Résistance des architectures CISC
La technologie CISC parut condamnée, ce qui fut effectivement le cas pour les gammes VAX et Motorola 68000. Tout le monde attendait la chute de l’architecture x86 d’Intel, sur laquelle reposent les dizaines de millions de PC vendus chaque année. C’était compter sans les efforts qu’Intel pouvait mobiliser grâce à la rente du PC. Les Pentium et les Core qui leur ont succédé sont en fait des processeurs constitués d’un noyau RISC autour duquel des circuits supplémentaires et du micro-code simulent l’ancienne architecture CISC afin de préserver la compatibilité avec les systèmes et les programmes existants (information fournie par François Anceau).
Quant à la gamme des grands systèmes IBM, l’immense stock de programmes existants dont la conversion exigerait des dépenses phénoménales semble la vouer à une immortalité dont l’érosion ne se fait qu’au gré du changement lent des applications.
Même si l’hégémonie de l’architecture x86 suggérait alors un demi-échec de l’architecture RISC, tous les processeurs modernes ont intégré sa leçon.
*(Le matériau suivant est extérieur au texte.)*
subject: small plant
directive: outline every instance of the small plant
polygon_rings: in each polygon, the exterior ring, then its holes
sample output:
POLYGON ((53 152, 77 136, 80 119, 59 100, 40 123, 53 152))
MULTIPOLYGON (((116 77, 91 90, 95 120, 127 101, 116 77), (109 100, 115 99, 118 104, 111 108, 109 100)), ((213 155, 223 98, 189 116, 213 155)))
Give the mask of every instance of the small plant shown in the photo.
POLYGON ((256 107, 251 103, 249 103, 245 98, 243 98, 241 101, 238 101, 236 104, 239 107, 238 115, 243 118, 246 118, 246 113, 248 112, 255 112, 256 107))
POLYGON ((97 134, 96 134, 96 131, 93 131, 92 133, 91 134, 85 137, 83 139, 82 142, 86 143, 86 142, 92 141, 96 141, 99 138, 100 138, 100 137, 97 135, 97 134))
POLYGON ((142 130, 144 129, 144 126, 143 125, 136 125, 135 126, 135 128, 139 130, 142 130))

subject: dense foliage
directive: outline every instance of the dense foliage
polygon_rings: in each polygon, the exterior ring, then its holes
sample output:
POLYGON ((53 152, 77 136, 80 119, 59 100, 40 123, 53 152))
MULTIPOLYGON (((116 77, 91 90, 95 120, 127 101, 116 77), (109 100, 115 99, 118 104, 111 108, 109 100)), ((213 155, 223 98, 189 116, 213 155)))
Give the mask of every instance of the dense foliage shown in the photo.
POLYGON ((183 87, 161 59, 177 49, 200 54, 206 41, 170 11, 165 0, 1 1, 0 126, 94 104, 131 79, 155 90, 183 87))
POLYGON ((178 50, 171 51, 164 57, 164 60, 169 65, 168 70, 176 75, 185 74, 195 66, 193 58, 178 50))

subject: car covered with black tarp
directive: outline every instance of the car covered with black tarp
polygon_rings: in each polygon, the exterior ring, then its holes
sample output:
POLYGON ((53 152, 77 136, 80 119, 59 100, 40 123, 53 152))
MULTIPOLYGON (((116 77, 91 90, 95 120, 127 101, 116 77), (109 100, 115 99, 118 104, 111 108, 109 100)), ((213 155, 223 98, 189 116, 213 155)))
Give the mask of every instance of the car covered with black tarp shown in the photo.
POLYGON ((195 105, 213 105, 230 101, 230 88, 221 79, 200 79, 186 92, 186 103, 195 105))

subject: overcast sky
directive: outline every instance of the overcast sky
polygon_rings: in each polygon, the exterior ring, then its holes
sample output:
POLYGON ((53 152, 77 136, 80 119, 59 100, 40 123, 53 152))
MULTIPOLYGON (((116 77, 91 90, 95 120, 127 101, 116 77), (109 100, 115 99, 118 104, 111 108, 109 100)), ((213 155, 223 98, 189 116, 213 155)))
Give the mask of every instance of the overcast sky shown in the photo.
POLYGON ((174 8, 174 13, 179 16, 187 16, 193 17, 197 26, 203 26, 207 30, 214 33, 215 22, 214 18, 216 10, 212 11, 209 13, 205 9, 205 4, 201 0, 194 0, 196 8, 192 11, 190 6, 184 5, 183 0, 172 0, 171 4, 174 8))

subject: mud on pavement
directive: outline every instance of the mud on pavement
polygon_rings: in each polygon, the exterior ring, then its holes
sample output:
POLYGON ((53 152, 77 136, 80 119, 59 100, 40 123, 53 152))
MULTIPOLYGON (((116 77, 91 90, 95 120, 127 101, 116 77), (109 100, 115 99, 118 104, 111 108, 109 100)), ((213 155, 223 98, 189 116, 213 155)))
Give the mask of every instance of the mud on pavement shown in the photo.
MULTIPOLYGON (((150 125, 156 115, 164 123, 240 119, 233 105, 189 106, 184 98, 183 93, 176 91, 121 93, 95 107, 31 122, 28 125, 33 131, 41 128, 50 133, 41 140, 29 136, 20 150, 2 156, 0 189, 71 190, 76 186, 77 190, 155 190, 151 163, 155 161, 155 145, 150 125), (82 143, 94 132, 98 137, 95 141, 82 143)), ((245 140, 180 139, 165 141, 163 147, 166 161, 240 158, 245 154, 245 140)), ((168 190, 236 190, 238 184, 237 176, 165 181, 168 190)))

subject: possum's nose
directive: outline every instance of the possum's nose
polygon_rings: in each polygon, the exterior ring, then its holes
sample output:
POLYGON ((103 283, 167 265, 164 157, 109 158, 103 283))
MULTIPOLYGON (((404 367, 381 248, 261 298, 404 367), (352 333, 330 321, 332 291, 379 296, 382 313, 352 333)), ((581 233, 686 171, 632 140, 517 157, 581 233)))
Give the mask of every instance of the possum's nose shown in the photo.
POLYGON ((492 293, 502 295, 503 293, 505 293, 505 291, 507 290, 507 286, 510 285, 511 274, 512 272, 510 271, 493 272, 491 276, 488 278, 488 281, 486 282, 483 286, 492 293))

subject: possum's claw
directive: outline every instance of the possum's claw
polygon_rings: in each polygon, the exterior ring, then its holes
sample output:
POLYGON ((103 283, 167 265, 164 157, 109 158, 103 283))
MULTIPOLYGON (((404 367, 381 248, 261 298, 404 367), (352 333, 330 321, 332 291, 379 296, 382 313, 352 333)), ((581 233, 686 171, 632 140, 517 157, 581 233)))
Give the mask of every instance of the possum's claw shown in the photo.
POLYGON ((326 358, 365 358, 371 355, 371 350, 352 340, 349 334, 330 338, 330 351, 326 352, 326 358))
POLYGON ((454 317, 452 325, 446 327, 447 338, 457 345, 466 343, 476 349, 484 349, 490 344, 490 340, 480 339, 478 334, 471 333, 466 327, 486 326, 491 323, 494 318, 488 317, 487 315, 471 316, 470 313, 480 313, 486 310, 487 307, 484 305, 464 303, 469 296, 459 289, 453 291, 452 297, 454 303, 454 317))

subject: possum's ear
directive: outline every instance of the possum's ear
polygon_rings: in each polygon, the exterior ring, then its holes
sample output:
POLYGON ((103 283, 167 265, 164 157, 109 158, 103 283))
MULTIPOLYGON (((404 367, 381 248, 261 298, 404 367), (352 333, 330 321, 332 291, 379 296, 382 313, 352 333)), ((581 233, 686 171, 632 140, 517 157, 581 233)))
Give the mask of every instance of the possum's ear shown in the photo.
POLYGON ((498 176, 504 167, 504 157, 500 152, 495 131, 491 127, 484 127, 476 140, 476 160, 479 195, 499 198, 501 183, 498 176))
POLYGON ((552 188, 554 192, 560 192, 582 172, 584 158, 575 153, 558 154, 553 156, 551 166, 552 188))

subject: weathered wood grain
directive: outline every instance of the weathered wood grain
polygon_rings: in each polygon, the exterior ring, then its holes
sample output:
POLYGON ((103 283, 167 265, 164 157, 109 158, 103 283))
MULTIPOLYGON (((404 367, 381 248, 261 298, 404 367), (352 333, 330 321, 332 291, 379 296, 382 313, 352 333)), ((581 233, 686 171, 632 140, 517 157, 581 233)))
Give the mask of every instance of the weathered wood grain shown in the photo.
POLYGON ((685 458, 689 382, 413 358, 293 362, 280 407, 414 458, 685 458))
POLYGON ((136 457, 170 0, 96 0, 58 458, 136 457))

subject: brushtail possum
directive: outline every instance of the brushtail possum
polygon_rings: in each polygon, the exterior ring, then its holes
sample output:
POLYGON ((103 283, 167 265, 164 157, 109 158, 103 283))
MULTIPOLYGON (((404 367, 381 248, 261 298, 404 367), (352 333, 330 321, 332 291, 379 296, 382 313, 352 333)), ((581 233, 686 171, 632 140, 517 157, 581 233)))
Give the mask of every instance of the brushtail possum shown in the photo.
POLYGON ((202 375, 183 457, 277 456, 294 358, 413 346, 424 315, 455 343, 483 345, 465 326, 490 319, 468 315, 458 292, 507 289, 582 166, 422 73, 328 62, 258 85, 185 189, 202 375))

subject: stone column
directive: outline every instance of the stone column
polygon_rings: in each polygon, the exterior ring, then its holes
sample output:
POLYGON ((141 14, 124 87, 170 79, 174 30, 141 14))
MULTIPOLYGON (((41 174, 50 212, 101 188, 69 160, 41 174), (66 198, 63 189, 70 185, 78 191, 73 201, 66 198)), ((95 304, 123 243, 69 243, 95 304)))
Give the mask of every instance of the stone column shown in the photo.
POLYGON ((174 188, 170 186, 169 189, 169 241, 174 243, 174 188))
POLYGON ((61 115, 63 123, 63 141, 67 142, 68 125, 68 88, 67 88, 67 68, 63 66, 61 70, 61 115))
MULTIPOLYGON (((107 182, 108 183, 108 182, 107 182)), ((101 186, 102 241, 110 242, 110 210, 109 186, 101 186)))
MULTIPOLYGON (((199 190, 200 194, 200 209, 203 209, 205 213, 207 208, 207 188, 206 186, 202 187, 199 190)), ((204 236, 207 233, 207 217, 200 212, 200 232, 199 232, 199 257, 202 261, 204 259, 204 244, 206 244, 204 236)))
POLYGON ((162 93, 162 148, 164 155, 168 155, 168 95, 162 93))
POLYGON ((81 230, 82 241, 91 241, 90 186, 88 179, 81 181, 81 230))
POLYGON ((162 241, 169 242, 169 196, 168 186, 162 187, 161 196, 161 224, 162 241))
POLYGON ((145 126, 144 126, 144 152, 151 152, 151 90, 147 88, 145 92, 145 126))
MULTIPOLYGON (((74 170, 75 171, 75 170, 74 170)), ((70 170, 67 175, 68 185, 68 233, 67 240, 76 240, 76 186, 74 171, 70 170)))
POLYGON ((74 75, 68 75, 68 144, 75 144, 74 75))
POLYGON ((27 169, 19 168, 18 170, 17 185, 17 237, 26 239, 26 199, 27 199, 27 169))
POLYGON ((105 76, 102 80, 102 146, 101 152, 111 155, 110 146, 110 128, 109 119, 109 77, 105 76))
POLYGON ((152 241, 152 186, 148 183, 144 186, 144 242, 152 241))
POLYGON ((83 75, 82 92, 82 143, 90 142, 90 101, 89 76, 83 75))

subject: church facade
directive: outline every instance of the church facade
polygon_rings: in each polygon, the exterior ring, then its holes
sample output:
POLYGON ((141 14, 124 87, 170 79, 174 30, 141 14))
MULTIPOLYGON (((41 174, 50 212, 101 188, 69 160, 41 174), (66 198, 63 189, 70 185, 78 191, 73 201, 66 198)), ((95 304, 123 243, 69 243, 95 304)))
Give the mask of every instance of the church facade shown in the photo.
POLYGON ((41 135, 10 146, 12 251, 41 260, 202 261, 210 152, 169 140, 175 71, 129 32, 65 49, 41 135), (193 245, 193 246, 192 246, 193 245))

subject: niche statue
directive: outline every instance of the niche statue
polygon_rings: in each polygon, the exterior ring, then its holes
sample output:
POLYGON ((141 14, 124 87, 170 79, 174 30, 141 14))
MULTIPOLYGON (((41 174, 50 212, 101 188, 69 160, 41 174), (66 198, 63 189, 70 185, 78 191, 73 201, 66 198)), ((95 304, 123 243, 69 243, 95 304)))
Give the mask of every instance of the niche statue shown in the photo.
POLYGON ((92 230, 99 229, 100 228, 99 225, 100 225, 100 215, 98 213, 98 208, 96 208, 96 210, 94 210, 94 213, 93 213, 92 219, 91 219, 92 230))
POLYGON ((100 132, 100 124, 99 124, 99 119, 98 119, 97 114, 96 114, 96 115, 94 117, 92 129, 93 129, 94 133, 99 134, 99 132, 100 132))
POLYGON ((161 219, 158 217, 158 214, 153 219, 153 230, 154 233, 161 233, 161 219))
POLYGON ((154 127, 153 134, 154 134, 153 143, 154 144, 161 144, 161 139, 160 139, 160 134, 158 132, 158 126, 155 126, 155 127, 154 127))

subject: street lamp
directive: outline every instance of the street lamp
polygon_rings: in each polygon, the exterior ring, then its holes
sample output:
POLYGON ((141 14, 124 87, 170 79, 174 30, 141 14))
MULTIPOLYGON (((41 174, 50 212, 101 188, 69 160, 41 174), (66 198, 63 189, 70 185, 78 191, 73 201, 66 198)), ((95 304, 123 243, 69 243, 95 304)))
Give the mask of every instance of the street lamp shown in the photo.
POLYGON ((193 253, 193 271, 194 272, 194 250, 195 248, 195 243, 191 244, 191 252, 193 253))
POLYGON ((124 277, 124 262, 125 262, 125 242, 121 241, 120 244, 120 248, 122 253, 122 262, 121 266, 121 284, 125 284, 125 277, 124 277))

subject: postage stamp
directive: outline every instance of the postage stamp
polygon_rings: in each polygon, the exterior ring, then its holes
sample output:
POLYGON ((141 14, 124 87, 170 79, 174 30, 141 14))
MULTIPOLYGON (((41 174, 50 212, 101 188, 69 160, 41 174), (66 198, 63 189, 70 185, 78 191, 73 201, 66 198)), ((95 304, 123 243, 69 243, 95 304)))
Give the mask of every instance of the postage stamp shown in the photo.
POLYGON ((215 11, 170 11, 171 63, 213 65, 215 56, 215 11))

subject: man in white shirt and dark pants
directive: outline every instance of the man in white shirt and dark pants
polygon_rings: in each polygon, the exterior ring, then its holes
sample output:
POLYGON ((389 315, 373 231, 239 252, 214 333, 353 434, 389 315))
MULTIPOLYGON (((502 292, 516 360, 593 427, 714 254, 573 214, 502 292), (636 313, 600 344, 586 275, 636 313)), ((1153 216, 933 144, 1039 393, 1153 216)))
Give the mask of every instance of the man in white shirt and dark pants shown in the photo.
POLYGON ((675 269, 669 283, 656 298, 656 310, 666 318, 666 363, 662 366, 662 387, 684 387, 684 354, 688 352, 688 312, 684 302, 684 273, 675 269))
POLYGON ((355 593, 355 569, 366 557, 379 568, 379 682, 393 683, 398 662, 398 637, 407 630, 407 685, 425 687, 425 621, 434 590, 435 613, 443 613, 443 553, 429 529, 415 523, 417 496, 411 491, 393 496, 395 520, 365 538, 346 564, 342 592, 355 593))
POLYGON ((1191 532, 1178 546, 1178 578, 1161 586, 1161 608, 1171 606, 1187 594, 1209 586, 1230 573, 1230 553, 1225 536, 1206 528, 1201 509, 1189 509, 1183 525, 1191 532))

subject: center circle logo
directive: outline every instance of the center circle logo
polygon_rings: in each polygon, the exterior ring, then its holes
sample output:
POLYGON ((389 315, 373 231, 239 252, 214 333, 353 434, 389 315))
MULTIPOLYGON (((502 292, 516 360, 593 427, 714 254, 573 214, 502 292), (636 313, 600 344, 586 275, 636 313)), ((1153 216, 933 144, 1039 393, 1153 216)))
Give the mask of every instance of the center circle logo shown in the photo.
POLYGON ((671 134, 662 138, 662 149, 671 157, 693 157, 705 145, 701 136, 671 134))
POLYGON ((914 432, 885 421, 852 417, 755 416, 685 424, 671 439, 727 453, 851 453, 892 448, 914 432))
Le mouvement RISC a profondément révolutionné la conception des processeurs et aussi, de façon moins spectaculaire mais aussi profonde, celle des techniques de compilation. En fait, hommage du vice à la vertu, tous les processeurs modernes comportent un cœur RISC entouré de circuits qui procurent un décor différent, Pentium par exemple. Même les grands systèmes IBM sont maintenant animés par des microprocesseurs qui implémentent leur jeu d’instructions traditionnel en RISC.
L’avenir appartient-il au RISC ?
Si le marché des ordinateurs, serveurs comme appareils personnels, est encore monopolisé par les architectures CISC d’Intel (et accessoirement d’AMD, qui produit des processeurs compatibles x86), il faut mesurer les conséquences de l’extraordinaire prolifération des téléphones mobiles et des tablettes, qui sont des ordinateurs Turing-complets propulsés par des processeurs RISC de conception ARM. Ces processeurs sont de loin les plus répandus dans le monde, et si il y a dix ans les accès au Web émanaient pour plus de 95 % d’ordinateurs x86 sous Windows, aujourd’hui pour plus de 70 % ils viennent d’appareils sous Android ou, moins, sous iOS.
Si les concepteurs de ces appareils portables ont choisi la plate-forme ARM, c’est pour de bonnes raisons : à puissance de calcul comparable, le poids et la consommation électrique sont bien moindres, d’au moins un ordre de grandeur. Il me semble que les processeurs ARM, qui ont commencé leur carrière de façon quasi-artisanale, seront au cœur des architectures de demain.